What do the following three names have in common? First right answer wins an exploitative record deal:
Leon Jackson. Louise Johnson. Steve Brookstein.
No, it's not the 13th Sugababes lineup. Each of these people won the UK's biggest music competition, The X-Factor - and then promptly slipped back into obscurity before we'd even had time to break our new year's resolutions.
What does this tell us - other than, it's better just to watch the Christmas Eastenders and forget everything else? I think it illuminates a question about how we consume our music.
Do we care about music? Or does the magic lie in the musicians? The X-Factor, which started again last week if you're interested, exploits a strange tension between the two. While the show is on, people vote for personalities. After the show is over and the winner has released their first record of their own, people cease to 'vote' with their music money and buy it. Sure, they like the personality as a feature on a TV variety show - but they don't like them as a musician. Why else would someone who commanded viewing figures in the millions disappear off the charts? And what else would explain the success of Honey G?
Depressing, perhaps - but there's promise in this, too. For one, it helps explain the continued attraction of the live gig and the live recording. But it also shows the power that can come from really partnering with an artist, not just their back catalogue. We all know about the endorsement effects that the right musician can have on a brand - Supreme found its second wind through sitting on the heads and chests of Odd Future, while the Adidas Originals campaign is built on musicians. But this is logical enough in sectors where cultural capital is part of your brand's value. What happens when you really use your partners for all they're worth?
Basically, people make a lot of money. Beats were not the first premium headphones out there; brands like Bose had been trying to get the masses to appreciate good sound for years. It was only when Dr Dre was brought on board to the Beats team that "street luxury" became viable in headphones, and unlike similar endorsements it wasn't fashion-based. Dre claimed that he'd been part of the cans creation and tuning, that Beats were designed for studio monitoring use, that they were what he used to create. What kind of young muso could resist that?
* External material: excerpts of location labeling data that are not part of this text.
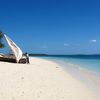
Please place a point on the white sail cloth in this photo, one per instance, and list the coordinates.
(15, 49)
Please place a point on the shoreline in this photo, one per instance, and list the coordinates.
(40, 80)
(89, 78)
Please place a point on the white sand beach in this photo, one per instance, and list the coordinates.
(40, 80)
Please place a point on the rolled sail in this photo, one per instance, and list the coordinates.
(15, 49)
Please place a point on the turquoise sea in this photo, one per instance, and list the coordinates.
(88, 62)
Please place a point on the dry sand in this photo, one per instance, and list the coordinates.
(40, 80)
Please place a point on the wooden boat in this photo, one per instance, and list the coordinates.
(11, 58)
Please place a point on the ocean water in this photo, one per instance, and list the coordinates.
(88, 62)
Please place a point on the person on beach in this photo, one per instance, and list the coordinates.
(27, 58)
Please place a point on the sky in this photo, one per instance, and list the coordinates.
(52, 26)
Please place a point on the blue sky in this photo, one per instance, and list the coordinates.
(52, 26)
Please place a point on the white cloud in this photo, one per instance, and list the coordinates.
(66, 44)
(93, 41)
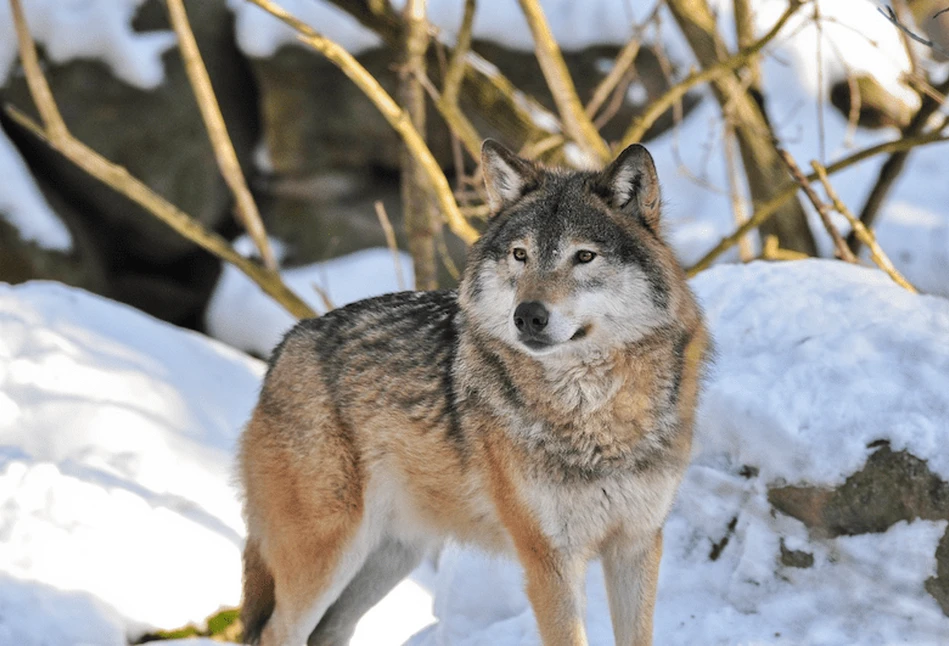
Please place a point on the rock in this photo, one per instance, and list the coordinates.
(876, 107)
(82, 266)
(331, 153)
(892, 486)
(156, 134)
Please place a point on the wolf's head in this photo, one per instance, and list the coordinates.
(572, 261)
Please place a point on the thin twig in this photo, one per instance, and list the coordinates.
(657, 108)
(771, 207)
(119, 179)
(617, 99)
(900, 10)
(39, 88)
(396, 117)
(890, 15)
(771, 250)
(324, 297)
(623, 63)
(459, 125)
(894, 164)
(456, 64)
(823, 210)
(576, 123)
(738, 210)
(217, 132)
(866, 236)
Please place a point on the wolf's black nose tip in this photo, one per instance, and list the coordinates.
(531, 317)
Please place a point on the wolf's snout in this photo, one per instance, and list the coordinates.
(531, 317)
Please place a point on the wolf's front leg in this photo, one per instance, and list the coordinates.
(631, 568)
(556, 592)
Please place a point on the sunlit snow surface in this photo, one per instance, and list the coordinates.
(116, 503)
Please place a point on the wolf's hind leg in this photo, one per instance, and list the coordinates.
(311, 569)
(388, 564)
(632, 573)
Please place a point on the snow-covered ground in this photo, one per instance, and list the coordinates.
(117, 507)
(118, 514)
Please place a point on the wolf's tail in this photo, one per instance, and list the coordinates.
(258, 595)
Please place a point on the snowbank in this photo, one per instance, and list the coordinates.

Or take Disney's remake of Tron. Bringing Daft Punk in to craft the soundtrack was a
power move of course, but getting everyone's favourite French robots to APPEAR IN
THE MOVIE was an utter masterstroke. At the time, there were rumours that you
might even see their faces in the movie. Rumours which came to nothing, but a good
partnership is nothing if it doesn't stir up some hearsay.
And you know what? Maybe they wanted to be in it, too. Thomas Bangalter and Guy- Manuel de Homem-Christo have cited the original Tron as an influence, after all. So maybe the challenge is back on the brand: can you provide a good enough brief to be worthy of your artist's passion? If you can, you might find yourself selling pairs of Yeezys for 500 quid.
Artist collaboration can go so far beyond a licensing deal. You just need to find the right partner. A person with that spark.
That je ne sais quoi. That X... no, I won't say it. You can't make me.